Download or read book George Washington s Military Genius written by Dave Richard Palmer and published by Regnery Publishing. This book was released on 2012-05-28 with total page 273 pages. Available in PDF, EPUB and Kindle. Book excerpt: Discusses George Washington's military strategies during the American Revolution and how his particular tactics aided in defeating the British army, including his utilization of European training techniques and his moral leadership.

Book You Never Forget Your First

Download or read book You Never Forget Your First written by Alexis Coe and published by Penguin. This book was released on 2020-02-04 with total page 304 pages. Available in PDF, EPUB and Kindle. Book excerpt: AN INSTANT NEW YORK TIMES BESTSELLER AN NPR CONCIERGE BEST BOOK OF THE YEAR “In her form-shattering and myth-crushing book….Coe examines myths with mirth, and writes history with humor… [You Never Forget Your First] is an accessible look at a president who always finishes in the first ranks of our leaders.” —Boston Globe Alexis Coe takes a closer look at our first--and finds he is not quite the man we remember Young George Washington was raised by a struggling single mother, demanded military promotions, caused an international incident, and never backed down--even when his dysentery got so bad he had to ride with a cushion on his saddle.
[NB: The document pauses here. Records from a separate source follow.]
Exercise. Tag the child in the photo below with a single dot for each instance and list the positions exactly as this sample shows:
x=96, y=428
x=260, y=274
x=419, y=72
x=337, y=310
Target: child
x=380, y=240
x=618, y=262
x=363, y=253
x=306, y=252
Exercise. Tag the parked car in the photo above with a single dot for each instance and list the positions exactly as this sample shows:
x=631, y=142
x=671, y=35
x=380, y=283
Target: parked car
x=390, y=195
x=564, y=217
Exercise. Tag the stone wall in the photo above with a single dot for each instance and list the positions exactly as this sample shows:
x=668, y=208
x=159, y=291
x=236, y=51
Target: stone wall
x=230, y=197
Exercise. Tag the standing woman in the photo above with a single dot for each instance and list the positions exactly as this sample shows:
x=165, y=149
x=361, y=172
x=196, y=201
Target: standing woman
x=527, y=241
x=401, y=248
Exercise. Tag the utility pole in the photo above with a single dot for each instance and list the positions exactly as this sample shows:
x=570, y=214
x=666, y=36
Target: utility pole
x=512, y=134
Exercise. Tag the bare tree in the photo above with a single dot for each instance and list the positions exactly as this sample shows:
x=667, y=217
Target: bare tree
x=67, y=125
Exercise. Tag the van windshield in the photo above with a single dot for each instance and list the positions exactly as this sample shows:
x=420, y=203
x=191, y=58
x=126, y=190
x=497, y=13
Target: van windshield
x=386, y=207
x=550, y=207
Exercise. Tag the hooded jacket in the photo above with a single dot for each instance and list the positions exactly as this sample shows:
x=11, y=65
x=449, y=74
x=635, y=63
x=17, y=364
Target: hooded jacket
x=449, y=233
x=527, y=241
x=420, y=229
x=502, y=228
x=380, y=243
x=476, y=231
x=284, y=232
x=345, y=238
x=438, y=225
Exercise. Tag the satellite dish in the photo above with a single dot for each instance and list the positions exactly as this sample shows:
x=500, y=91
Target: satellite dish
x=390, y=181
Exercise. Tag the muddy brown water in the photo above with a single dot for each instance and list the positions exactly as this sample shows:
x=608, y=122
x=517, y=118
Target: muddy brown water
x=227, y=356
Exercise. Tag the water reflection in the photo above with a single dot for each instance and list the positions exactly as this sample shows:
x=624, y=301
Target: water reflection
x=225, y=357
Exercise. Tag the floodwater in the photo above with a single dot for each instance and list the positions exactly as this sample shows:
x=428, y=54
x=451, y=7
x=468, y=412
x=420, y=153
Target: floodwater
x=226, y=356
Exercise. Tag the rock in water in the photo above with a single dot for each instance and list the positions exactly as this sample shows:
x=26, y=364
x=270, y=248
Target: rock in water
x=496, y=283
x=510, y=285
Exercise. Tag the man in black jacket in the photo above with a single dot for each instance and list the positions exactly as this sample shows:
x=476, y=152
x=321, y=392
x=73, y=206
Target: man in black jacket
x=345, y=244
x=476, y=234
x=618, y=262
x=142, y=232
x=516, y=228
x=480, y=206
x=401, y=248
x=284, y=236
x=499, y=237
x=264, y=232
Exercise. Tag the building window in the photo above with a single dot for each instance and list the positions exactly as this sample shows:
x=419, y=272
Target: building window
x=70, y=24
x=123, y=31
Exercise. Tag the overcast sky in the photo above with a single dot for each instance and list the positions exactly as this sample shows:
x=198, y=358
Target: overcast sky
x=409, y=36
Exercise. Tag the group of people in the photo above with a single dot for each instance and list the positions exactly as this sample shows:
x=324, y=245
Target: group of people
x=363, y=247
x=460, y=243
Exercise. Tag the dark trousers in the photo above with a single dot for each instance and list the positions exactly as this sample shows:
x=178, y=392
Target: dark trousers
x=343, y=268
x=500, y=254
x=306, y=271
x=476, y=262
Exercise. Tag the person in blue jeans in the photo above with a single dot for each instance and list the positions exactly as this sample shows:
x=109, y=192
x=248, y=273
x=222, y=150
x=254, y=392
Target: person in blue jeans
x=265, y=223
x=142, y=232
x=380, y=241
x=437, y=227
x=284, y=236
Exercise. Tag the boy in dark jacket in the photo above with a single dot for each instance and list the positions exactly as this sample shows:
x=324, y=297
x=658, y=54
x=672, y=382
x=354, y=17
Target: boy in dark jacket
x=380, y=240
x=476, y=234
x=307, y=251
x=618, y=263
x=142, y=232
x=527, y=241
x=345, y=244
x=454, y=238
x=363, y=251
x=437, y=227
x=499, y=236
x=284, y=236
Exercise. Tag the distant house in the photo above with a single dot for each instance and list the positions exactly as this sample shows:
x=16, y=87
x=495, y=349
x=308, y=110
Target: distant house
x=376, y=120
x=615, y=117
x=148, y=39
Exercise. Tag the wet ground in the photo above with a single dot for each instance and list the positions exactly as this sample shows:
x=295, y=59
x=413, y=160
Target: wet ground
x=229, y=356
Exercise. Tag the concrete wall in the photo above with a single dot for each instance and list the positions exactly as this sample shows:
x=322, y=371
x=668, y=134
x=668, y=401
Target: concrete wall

But after he married Martha, everything changed. Washington became the kind of man who named his dog Sweetlips and hated to leave home. He took up arms against the British only when there was no other way, though he lost more battles than he won. After an unlikely victory in the Revolutionary War cast him as the nation's hero, he was desperate to retire, but the founders pressured him into the presidency--twice. When he retired years later, no one talked him out of it. He left the highest office heartbroken over the partisan nightmare his backstabbing cabinet had created. Back on his plantation, the man who fought for liberty must confront his greatest hypocrisy--what to do with the men, women, and children he owns--before he succumbs to death. With irresistible style and warm humor, You Never Forget Your First combines rigorous research and lively storytelling that will have readers--including those who thought presidential biographies were just for dads--inhaling every page.